In May 2022, Irish social and mainstream media were alive with heated discussion of the terms of proposed agreements between three corporate entities: the National Maternity Hospital (NMH), St. Vincent’s Healthcare Group (SVHG), and the Health Service Executive (HSE), the statutory body that runs Ireland’s public health service. The central question, picked over in a dozen ways, was “Can commercial and charities law secure Irish maternity care against the perceived threat of religious influence?” The disputed agreement was about the future of the National Maternity Hospital. The current building at Holles Street was old when James Joyce wrote in Ulysses about a nun admitting Leopold Bloom to the hospital when he arrived in search of the labouring Mina Purefoy. In Holles Street, ‘[a]ll that surgical skill could do was done and the brave woman had manfully helped’. One bright day, the National Maternity Hospital will move out of that building to be co-located with St. Vincent’s University Hospital. It will join that hospital as part of St Vincent’s Healthcare Group. It will occupy a building yet to be built, on land owned by St. Vincent’s Holdings, the charity that now owns the Group.

These three enfolded entities are all named for St. Vincent de Paul for a reason. Until April 2022, the Religious Sisters of Charity were owners of St. Vincent’s Healthcare Group and of the campus where the new maternity hospital will be built. It is normal for the Irish state to build valuable assets from which private religious entities benefit. Today however, the public is less satisfied with that status quo. In 2017, a woman-led campaign for a “public and secular” maternity hospital criticized the state’s intention to work with the Religious Sisters of Charity. They emphasized the congregation’s dark history. In living memory, the congregation ran industrial schools and arranged coerced adoptions. They also ran Magdalene laundries, where women who had transgressed Irish sexual and moral norms were incarcerated, and made to do heavy work unpaid. The congregation has still not made full financial reparation to those harmed by their actions.

In response to this campaign, the congregation eventually withdrew from hospital ownership and governance. Yet, although the nuns have now “left the pitch,” the campaign has continually foregrounded the relationship – past and present – between Irish maternity care and religious ethos. In May, supporters of the move to St. Vincent’s lost patience with feminist demands that the new hospital should be state-owned and built on state-owned land. In one striking intervention, the journalist Alison O’Connor warned that campaigners were gripped by a ‘phantom Catholic threat’, itself the product of a ‘post-traumatic Catholic syndrome.’

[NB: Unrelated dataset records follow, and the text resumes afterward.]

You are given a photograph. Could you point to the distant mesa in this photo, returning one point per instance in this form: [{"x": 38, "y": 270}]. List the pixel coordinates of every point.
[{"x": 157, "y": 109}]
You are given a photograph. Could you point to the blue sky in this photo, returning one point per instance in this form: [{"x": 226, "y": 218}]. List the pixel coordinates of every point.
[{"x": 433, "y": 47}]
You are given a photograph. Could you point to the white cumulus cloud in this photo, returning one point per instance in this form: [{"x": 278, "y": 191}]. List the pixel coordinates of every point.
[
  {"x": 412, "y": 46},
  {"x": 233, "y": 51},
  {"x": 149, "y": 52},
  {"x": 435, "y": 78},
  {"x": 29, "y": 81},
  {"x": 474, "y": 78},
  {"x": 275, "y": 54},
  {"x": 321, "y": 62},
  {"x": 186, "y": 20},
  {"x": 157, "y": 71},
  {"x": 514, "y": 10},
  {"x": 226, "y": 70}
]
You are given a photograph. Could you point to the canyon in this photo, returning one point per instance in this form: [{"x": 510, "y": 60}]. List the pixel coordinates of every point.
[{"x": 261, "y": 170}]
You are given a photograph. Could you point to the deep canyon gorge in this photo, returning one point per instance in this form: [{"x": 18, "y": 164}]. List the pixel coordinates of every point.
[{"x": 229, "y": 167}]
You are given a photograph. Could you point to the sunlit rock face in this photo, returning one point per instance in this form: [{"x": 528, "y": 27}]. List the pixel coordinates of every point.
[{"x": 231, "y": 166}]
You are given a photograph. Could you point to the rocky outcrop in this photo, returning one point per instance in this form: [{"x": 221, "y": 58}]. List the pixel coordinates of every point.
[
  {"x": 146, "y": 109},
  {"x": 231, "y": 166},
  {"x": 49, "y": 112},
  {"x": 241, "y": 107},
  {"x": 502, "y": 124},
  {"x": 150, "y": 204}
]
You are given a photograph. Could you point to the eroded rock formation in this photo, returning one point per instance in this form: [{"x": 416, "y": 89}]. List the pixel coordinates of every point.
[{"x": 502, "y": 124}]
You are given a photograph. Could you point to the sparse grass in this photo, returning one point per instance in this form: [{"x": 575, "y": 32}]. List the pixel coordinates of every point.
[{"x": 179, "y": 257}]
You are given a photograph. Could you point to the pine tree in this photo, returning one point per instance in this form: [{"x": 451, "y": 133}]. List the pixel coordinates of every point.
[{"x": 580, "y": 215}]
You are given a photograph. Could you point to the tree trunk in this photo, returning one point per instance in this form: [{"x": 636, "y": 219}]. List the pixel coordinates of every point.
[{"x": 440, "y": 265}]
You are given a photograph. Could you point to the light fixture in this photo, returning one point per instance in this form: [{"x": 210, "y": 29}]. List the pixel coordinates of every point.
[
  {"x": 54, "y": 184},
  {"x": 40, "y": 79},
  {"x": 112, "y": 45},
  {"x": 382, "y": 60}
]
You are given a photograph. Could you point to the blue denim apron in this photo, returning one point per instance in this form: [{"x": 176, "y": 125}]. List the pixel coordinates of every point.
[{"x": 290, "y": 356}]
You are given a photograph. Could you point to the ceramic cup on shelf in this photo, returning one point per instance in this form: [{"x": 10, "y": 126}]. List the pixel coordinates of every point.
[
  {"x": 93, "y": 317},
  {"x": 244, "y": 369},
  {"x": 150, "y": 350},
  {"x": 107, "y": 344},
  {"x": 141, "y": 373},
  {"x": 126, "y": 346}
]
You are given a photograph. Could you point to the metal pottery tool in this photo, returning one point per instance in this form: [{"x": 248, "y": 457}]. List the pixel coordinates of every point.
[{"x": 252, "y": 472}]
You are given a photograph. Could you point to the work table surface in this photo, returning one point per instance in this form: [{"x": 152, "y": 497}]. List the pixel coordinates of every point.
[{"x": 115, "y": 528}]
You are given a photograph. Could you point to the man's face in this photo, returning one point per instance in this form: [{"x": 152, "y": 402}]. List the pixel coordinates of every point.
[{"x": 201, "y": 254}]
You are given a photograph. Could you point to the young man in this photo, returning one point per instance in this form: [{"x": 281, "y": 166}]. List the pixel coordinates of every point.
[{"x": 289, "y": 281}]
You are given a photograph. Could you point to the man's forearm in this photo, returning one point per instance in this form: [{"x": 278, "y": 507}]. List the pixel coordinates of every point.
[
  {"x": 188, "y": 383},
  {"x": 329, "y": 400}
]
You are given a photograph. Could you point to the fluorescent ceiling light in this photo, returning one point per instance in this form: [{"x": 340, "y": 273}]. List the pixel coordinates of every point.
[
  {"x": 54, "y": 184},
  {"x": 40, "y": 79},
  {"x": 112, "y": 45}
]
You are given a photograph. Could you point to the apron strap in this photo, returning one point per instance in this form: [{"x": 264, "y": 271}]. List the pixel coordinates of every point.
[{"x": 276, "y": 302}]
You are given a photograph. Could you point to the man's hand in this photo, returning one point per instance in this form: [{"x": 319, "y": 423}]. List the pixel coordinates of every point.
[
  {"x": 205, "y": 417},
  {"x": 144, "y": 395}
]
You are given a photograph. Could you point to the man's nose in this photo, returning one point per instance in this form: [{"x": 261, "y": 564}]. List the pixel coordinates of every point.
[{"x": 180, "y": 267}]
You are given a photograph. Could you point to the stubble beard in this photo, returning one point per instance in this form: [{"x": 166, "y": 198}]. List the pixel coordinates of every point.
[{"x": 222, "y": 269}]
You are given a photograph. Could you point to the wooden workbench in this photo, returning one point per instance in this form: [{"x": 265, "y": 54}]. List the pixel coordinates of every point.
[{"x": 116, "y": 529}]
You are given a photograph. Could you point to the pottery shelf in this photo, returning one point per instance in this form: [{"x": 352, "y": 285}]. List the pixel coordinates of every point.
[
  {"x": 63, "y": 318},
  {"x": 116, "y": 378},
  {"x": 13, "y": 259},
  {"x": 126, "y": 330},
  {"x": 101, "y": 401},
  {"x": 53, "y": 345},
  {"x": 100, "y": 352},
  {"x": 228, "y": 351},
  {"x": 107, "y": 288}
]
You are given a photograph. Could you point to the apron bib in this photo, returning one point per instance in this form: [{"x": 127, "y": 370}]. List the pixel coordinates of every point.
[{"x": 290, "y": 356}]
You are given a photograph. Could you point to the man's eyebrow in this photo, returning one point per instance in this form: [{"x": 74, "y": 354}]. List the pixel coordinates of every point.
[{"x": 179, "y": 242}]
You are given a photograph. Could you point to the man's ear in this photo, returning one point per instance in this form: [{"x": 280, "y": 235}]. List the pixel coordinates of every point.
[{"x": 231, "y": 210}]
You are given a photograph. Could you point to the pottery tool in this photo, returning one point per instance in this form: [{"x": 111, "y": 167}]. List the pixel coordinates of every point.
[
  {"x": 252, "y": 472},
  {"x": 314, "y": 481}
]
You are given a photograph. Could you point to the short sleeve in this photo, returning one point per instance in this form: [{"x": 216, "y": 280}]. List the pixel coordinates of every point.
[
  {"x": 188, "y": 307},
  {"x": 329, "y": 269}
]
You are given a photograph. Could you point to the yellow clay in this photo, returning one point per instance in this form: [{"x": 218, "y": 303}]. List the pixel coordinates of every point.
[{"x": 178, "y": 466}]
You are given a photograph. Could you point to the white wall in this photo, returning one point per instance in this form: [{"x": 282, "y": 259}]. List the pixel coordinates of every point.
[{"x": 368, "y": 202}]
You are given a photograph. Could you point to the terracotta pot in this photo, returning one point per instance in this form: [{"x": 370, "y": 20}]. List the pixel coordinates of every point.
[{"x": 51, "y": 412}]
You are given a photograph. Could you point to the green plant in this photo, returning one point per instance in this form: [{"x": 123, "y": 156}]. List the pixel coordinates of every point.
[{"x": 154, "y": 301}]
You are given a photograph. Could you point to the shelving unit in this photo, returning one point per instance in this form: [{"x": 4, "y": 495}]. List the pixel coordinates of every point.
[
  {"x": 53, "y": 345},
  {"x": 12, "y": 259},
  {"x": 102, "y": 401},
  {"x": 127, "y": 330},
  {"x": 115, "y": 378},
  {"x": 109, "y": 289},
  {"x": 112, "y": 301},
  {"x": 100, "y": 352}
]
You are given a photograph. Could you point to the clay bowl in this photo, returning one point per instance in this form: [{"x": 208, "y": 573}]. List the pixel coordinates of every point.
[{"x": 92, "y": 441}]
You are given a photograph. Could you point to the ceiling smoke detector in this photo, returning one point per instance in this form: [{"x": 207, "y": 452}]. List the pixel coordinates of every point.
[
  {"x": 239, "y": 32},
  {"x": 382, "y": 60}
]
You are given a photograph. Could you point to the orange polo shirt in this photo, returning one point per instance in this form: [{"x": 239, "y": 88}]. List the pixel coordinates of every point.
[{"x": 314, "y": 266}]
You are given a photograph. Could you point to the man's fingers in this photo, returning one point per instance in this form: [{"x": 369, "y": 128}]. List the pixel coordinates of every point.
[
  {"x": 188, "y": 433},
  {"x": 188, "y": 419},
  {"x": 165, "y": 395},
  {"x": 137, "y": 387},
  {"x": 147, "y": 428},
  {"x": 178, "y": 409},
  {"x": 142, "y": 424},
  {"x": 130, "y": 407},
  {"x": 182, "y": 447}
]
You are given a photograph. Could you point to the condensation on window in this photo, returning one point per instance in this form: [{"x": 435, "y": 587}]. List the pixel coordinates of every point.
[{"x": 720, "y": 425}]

Certainly, there was a phantomic air to repeated invocations of ‘the nuns’. The Sisters of Charity congregation in Ireland is dwindling and surviving members are elderly. Today, living nuns are rarely visible or potent figures in Irish public life. The deal’s defenders were quick to stand up for ‘the nuns’ but most often did so by reference to women long dead, who worked to provide mass healthcare before the state itself could. More often, nuns appeared as thin caricatures, by turns grotesque or comedic. Protestors dressed as nuns and carried placards reading ‘Sun’s out/Nuns out’ or ‘Huns Before Nuns’.[1] The website of the conservative radio station Newstalk illustrated a story about the dispute with a picture of Sister Michael from the popular comedy ‘Derry Girls’. In a testy email to a woman constituent, one government politician wrote, “I can’t see the trap door that the nuns will jump out of.” A right-wing columnist teased that feminists feared “nuns under the bed.”

Campaigners, however, remain concerned that the Sisters’ legacy will live on in deconsecrated corporate form – perhaps at the level of board culture – threatening the National Maternity Hospital’s clinical independence and risking stagnation of progress towards women’s reproductive freedom. Although Ireland has legalized abortion, services are fragile in places and care is not available to the full extent permitted by law. Irish legislation permits abortion care on limited grounds but does not guarantee access to care.